Allzu gut erinnere ich mich, als ich vom Österreichischen Bundesheer in den frühen 90ern zur Stellung geladen wurde. An zwei unvergesslichen Tagen wurden meine psychischen und physischen Fähigkeiten für die Republik in einer steirischen Kaserne getestet. Thomas Klestil war damals Oberbefehlshaber des Heeres und die Affäre Löffler im Entstehen.

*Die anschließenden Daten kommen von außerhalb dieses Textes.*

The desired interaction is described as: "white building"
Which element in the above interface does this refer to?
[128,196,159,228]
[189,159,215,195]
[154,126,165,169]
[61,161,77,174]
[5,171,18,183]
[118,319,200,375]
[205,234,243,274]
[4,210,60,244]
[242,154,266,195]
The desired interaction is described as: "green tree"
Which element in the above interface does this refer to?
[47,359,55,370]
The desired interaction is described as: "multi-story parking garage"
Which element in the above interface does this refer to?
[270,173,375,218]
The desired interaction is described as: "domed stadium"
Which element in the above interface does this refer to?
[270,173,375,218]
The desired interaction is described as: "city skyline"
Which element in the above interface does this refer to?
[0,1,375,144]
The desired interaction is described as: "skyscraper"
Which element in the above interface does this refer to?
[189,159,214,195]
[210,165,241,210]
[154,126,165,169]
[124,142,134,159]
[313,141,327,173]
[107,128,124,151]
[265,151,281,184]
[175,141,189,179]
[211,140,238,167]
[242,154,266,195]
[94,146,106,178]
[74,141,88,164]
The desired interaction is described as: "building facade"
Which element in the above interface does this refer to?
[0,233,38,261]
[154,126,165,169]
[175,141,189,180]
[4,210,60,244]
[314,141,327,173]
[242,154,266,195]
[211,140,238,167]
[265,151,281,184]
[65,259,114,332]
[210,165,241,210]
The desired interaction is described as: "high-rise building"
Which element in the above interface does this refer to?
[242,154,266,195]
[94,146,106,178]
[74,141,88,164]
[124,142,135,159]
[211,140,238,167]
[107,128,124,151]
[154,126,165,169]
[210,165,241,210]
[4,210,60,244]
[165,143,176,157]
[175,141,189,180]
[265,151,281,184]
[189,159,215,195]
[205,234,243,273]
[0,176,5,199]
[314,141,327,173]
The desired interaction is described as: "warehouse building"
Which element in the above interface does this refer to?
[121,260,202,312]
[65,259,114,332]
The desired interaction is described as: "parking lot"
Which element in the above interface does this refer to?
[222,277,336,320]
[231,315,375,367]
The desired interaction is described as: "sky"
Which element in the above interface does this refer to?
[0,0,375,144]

An einem kalten Februarmorgen fror ich mit kurzer, weißer Bundesheer Hose in den sterilen Kasernengängen. Das Stellungsgebäude war in einem tristen, baracken Stil erbaut. Ich wurde von oben bis unten, von vorne bis hinten begutachtet und fühlte mich gänzlich deplatziert. Noch dazu machte ich eine folgenschwere Aussage, die mir meine Musterungszeit nicht unbedingt erleichtern sollte:
„Ähm. Ich will zum Zivildienst. Bitte!“
Verstörte Blicke bekam ich als Reaktion und wurde in meiner Stellungsgruppe zum auffälligen Freak. Das sozialromantische “Zivildienst” Standing der 90er entsprach einem Outing als Roy Black Fan. Dies war für meine Kollegen unvorstellbar, wie damals Frauen bei den Wiener Philharmonikern. Die Wünsche meiner Stellungskollegen waren schnell subsumiert: Oberste Priorität war die “Fliegertauglichkeit”. Dann kam: „Spaß, Saufen und Schiassn“. Besonders freuten sich alle aufs „Schiassn“. Lediglich Thomas Klestil schenkte mir Zuspruch, und lächelte milde von der Kasernenwand.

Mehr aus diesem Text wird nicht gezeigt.